Ozu sever misin? dün uzun bir tren yolculugunda early summer filmini seyrettim. cok hos ve feci halde yesil cay icme istegi uyandiriyor.
Arcil 17 yasinda!!! zaman ne cabuk gecmis:) ben onu 15-16 falan saniyordum.
öpüyorum ben de sizi cok,
sevgiler

endiseliperi dedi ki...

izledim bu filmi, kahverengi. çok sevmiştim. ne tatlı, duru, iyi, sevecen, sessiz bir karakterdi o kadın. hani çay fincanını iki elleriyle tutuyorlar ya içerken... ya da servis ederken iki elleriyle tutup, uzatıyorlar özenle, sanki ibadet eder gibi. çok hoş gerçekten de. ben yeşil çaydan çok, bu fincanı kavrayışın göstergesi olduğu o hayatı kavrayış biçimini seviyorum daha çok.

hmmm! uzun bir tren yolculuğunda ozu izlemek! bu, harika bir sahne. nereye gittin? restoranlı tren mi? kitaba mola verip restoranda çay içtin mi? tren garsonlarının hali ozu filmlerindeki karakterlere çok yakışır. sanki gizemli, hayatın özüne ilişkin kesin bir bilgiye sahipmişlermiş de biz hazır diiliz diye bunu öğrenmeye, kendilerine saklarlar ve her hareketleri alçakgönüllü bir bilgelikle doludur. çok saygı duyarsın:)
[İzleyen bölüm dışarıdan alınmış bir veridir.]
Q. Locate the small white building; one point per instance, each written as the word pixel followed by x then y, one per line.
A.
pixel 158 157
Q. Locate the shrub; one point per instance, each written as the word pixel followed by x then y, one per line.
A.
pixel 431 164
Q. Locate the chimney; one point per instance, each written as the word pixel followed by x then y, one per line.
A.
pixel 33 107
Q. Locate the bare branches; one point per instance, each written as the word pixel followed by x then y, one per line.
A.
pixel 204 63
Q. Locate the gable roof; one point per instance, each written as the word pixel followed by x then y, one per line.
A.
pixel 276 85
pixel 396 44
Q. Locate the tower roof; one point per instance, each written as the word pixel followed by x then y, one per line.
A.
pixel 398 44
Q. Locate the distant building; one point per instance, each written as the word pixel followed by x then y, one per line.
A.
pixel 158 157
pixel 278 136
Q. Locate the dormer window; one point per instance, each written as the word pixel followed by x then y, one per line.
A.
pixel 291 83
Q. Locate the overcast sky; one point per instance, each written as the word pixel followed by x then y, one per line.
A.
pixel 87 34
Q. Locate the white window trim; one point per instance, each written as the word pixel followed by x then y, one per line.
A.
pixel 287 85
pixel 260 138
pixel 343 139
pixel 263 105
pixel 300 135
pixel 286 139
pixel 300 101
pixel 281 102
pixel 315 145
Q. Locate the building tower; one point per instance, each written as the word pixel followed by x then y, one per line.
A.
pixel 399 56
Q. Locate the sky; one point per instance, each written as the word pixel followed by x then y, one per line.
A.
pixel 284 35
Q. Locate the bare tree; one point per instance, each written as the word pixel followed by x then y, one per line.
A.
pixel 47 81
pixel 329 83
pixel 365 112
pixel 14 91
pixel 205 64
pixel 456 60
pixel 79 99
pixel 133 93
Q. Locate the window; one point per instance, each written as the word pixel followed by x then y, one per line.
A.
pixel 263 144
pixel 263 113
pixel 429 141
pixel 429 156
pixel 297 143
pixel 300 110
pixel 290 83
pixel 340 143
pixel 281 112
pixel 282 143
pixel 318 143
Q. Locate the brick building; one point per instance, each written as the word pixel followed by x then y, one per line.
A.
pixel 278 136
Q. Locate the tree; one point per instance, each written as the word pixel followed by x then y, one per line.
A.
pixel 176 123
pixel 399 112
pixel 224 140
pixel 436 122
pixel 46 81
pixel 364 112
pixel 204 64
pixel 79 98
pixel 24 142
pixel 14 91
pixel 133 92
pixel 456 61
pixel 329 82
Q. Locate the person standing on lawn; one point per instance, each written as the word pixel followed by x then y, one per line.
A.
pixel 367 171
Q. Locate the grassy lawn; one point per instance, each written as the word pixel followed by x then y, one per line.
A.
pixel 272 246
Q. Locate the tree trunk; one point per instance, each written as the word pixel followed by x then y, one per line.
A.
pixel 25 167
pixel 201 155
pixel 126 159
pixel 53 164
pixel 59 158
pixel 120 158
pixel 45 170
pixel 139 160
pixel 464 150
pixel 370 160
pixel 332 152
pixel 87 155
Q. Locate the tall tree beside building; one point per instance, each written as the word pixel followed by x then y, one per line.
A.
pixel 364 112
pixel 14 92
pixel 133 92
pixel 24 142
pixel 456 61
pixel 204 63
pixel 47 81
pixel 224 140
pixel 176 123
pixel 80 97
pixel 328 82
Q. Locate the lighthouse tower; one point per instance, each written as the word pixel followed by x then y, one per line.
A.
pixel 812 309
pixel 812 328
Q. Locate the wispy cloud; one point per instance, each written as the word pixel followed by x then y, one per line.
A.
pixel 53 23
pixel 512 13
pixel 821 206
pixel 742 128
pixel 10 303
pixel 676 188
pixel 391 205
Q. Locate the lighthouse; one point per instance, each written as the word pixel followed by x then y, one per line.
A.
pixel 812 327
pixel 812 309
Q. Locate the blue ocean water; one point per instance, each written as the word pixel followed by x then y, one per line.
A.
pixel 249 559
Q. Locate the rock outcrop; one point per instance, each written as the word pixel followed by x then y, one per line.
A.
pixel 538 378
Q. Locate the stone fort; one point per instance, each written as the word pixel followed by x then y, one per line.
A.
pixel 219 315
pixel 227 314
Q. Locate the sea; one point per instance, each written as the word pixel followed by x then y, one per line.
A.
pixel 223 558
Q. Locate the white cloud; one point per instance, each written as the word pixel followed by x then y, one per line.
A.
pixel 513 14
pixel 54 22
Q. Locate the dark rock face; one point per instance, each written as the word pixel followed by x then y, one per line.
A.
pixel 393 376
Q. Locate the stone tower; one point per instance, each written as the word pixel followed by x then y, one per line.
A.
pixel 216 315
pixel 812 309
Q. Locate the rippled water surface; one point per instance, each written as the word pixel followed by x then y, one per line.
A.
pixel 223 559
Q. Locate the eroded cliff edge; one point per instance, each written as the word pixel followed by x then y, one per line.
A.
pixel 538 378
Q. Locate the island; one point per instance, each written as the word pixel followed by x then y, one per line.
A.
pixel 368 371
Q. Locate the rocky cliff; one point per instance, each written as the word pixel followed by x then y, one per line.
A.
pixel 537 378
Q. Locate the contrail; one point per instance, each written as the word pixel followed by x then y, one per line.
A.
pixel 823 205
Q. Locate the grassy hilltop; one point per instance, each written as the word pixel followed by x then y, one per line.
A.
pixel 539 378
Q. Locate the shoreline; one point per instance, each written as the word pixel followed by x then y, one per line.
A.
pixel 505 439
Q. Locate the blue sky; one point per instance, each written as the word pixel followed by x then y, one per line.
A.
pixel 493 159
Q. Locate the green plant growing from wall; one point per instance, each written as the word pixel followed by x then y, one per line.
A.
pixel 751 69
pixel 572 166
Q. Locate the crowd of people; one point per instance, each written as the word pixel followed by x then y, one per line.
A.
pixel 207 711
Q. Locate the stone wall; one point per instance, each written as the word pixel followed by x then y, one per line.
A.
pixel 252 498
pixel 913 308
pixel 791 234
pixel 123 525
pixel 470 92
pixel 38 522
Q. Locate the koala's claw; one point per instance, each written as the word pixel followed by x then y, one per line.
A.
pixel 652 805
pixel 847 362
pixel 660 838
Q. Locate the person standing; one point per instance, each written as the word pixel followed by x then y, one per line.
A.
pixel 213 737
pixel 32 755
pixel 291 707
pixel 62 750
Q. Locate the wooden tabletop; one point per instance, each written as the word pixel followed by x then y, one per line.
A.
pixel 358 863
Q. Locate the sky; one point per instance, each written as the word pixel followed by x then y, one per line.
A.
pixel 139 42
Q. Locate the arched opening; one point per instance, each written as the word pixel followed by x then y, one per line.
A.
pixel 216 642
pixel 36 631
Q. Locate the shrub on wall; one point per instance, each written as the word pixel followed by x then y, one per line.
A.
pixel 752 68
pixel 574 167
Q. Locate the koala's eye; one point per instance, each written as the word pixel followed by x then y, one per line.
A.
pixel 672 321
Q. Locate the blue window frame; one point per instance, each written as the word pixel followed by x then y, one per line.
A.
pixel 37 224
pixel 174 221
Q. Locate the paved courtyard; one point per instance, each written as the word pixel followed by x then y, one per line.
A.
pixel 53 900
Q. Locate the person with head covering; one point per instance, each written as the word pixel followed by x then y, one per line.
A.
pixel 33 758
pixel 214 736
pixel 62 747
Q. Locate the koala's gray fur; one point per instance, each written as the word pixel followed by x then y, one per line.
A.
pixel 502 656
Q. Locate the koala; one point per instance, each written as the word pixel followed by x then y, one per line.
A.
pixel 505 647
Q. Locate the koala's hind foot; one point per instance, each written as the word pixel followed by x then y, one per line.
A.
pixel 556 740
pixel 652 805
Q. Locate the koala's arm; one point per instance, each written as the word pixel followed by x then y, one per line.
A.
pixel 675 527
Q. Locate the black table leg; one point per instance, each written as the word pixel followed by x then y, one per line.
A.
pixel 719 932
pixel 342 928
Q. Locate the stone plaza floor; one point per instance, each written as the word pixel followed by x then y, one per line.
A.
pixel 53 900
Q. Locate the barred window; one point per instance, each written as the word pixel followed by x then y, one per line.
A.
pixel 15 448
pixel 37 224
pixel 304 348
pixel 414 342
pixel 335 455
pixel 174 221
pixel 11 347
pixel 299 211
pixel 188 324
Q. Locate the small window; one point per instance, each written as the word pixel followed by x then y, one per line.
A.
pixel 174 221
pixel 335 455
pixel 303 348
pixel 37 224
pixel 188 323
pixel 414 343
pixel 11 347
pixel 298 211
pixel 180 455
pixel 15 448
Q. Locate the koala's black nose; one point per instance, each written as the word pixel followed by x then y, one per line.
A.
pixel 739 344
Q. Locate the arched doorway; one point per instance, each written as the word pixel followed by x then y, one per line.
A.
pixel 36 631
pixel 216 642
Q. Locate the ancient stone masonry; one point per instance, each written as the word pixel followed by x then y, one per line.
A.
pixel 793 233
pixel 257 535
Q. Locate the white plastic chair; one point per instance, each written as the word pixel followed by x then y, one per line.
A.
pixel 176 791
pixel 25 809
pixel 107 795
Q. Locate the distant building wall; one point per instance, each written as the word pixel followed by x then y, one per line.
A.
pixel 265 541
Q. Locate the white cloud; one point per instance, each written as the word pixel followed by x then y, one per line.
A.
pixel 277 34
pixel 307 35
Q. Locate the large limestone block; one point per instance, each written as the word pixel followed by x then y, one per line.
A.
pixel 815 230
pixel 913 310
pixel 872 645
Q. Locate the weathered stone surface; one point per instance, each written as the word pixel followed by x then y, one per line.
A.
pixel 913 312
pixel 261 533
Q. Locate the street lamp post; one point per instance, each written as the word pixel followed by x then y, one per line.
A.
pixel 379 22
ben de hayret ediyorum arçil'in neredeyse 18 yaşında olmasına! hangi yılları atladım da şaşırıyorum, bazen düşünüyorum:)

sevgiler çok.

Adsız dedi ki...

Roger Waters albumu güzeldir gerçekten. İlk solo albumu yanılmıyorsam (gerçi grup elemanları eşlik ediyordu). Hatırlattığın için teşekkürler.

endiseliperi dedi ki...

rica ederim. ara sıra dinlemeyi özlüyorum ben de.

sevgiler.

kahverengi dedi ki...

sevgili endiseliperi,
son haftalarda nerdeyse trenden hic inmedim. genelde cok uzun degil, iki üc saatlik yolculuklar ama, hafta icinde bir kac kez tekrarlaninca insan serseme dönüyor. ama sikayet etmiyorum, yorucu da olsa bana iyi geliyor.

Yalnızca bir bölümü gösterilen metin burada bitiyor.